A court shall issue a retention order upon a finding that the conditions justifying
the initial voluntary disclosure persist. The order shall authorize the retention
of the information only for as long as:
(A) the conditions justifying the initial voluntary disclosure persist; or
(B) there is probable cause to believe that the information constitutes evidence of the
commission of a crime.
(3) A law enforcement officer reasonably believes that the information relates to an investigation
into child exploitation and the information is retained as part of a multiagency database
used in the investigation of similar offenses and related crimes.
(h) If a law enforcement officer obtains electronic information without a warrant under
subdivision (b)(4) of this section because of an emergency involving danger of death
or serious bodily injury to a person that requires access to the electronic information
without delay, the officer shall, within five days after obtaining the information,
apply for a warrant or order authorizing obtaining the electronic information or a
motion seeking approval of the emergency disclosures.

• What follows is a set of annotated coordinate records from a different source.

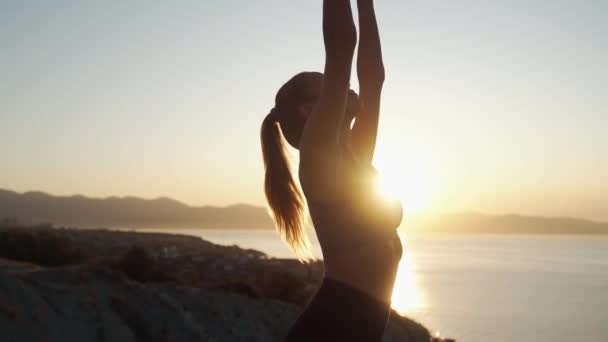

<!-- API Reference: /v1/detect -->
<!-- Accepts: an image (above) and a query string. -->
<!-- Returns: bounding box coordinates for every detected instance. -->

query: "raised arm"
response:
[351,0,384,163]
[300,0,357,155]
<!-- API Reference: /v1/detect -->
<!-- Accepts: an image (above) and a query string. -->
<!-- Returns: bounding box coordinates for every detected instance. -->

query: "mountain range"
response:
[0,189,608,234]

The application or motion shall
set forth the facts giving rise to the emergency and shall, if applicable, include
a request supported by a sworn affidavit for an order delaying notification under
subdivision 8103(b)(1) of this section. The court shall promptly rule on the application
or motion. If the court finds that the facts did not give rise to an emergency or
denies the motion or application on any other ground, the court shall order the immediate
destruction of all information obtained, and immediate notification pursuant to subsection 8103(a) of this title if it has not already been provided.
(i) This section does not limit the existing authority of a law enforcement officer to
use legal process to do any of the following:
(1) require an originator, addressee, or intended recipient of an electronic communication
to disclose any protected user information associated with that communication;
(2) require an entity that provides electronic communications services to its officers,
directors, employees, or agents for the purpose of carrying out their duties to disclose
protected user information associated with an electronic communication to or from
an officer, director, employee, or agent of the entity; or
(3) require a service provider to provide subscriber information.
(j) A service provider shall not be subject to civil or criminal liability for producing
or providing access to information in good faith reliance on the provisions of this
section. This subsection shall not apply to gross negligence, recklessness, or intentional
misconduct by the service provider. (Added 2015, No. 169 (Adj. Sess.), § 5, eff. Oct. 1, 2016.)